Со временем, конечно, все улеглось, родственные связи были восстановлены, но историю ту никто не забыл. И сейчас, когда снова возник вопрос о наследовании, видимо, все о ней вспомнили. Вот такие дела.
25
Гридин отправился к себе в гостиницу, когда солнце уже село, жара спала и появились комары. Он обмахивался веточкой, сорванной, кажется, с яблони, и размышлял о том, что узнал сегодня.
По существу, его новые знания вполне могли бы обозначать завершение всего расследования. Ну, в самом деле, никаких гарантий или свидетельств законности обладания этим «подарком» не было и быть не могло! Так и следует ответить Арданскому, а все остальное решать ему.
Хотя, конечно, судя по тому, что он узнал о Екатерине Сапожниковой, она не очень-то позволит командовать собой! Но для этого ведь надо, чтобы известие дошло до нее.
И это заставляло Гридина снова и снова обдумывать ситуацию. Он все сильнее сомневался в том, что инициатива исходила от Сапожниковой. К тому же, судя по словам Севы Рубина, заказ был оплачен весьма щедро, а Сева очень точно видел границу между «щедро» и «достойно». Значит, деньги хорошие, а таких у Катерины быть не могло.
Но — были?
Возможно, но крайне маловероятно. Во всяком случае, по ее поведению такое представить трудно. И, если откровенно, она уже в том состоянии, что последствия мало интересуют. Ну, в самом крайнем случае, что с ней сделают? Посадят к уголовницам?
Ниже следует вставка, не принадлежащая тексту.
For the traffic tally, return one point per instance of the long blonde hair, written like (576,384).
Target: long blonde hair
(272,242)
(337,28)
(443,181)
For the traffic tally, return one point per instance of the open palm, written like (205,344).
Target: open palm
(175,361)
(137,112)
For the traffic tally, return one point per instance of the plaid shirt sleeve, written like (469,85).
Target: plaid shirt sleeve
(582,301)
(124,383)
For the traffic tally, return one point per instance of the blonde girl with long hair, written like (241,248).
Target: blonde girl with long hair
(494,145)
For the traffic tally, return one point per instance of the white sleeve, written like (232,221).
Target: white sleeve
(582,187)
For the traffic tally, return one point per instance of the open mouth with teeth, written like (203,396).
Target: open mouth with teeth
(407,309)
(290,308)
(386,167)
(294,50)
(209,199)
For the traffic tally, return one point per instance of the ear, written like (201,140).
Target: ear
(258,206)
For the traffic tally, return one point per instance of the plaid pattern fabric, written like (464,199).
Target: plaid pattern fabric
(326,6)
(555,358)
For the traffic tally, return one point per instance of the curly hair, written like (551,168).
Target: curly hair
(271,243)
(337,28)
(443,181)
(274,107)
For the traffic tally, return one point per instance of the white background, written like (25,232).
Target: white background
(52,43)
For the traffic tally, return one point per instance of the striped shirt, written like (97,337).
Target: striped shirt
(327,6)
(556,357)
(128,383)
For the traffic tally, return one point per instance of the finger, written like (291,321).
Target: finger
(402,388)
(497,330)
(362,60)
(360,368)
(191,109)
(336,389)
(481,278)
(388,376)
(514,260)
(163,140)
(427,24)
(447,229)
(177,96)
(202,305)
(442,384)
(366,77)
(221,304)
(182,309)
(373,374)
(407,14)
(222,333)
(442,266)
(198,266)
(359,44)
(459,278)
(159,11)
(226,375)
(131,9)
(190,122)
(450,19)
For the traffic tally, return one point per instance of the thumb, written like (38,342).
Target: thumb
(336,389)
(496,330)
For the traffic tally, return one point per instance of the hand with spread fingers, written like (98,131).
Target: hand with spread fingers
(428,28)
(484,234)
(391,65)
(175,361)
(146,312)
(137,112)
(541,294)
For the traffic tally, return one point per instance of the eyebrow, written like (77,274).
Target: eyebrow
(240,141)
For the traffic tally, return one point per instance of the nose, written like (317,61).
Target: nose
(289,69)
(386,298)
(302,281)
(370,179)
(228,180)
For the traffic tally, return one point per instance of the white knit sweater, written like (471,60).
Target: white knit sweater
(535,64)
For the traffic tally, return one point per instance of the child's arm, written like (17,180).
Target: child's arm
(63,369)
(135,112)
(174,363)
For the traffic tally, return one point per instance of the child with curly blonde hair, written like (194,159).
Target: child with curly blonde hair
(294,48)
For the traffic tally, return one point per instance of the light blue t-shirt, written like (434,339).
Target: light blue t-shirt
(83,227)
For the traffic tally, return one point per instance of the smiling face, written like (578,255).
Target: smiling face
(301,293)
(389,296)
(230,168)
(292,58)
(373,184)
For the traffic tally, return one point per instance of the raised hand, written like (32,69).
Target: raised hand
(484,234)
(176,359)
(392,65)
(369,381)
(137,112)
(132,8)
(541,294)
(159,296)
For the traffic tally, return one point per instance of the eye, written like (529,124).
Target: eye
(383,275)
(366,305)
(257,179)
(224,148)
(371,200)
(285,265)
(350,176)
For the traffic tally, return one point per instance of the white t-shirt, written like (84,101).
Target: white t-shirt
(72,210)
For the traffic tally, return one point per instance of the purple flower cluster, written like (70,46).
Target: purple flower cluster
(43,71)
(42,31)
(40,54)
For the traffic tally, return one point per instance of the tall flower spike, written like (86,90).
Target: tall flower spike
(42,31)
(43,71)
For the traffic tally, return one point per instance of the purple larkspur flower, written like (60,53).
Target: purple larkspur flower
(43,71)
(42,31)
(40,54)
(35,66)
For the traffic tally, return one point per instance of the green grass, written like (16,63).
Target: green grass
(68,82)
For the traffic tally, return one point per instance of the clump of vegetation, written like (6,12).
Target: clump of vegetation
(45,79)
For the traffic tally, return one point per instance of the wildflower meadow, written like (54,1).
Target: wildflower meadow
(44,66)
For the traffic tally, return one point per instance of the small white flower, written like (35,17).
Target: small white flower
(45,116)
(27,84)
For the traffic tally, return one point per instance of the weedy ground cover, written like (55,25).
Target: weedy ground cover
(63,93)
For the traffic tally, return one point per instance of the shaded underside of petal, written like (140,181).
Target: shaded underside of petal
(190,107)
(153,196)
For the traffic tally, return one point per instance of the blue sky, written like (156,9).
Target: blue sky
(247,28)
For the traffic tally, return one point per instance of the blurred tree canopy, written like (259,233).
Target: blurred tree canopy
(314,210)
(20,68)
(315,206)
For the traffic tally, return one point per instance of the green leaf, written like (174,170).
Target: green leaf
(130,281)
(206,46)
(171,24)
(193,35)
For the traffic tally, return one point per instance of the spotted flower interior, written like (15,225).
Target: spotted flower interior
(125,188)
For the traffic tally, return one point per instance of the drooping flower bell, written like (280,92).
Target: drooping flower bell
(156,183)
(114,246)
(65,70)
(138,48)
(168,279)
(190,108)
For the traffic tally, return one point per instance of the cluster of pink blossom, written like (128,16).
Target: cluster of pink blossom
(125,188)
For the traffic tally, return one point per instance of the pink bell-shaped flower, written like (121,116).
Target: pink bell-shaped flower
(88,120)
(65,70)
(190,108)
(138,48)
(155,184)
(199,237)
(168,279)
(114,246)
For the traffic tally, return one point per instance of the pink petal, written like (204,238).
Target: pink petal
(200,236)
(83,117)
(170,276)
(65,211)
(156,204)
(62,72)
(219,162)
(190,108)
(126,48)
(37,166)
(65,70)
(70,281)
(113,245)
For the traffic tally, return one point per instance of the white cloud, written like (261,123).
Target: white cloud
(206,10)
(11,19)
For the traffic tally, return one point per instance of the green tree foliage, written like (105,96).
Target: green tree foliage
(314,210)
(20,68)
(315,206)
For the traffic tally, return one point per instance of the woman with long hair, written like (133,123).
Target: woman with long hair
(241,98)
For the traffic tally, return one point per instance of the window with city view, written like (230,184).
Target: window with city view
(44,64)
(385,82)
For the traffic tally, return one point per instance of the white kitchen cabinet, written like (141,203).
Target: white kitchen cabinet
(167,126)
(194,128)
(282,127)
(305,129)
Да она там будет желанной и уважаемой гостьей! Всюду ведь люди! Ну, а если не она? Тогда остается только Арданский. Во всяком случае, от него шел заказ, он его оплачивает, он сообщил Севе, что Гридин в Москве.
В чем же может быть его интерес? Его состояние, как много раз сообщали СМИ, позволяет ему постоянно быть в списках «Форбса», а это многое значит. Вещица, которую Гридин видел у Сапожниковой, конечно, стоит недешево, но в представлении Арданского это мелочь. Возможно, он эквивалент этой суммы тратит ежемесячно на украшения для жены или другой женщины.
Гридин не хотел заходить в номер — кондиционера там не было, а жара его всегда изводила до легкого психоза — и присел за столик небольшого уличного кафе.
Он еще и заказ сделать не успел, когда заверещал сотовый.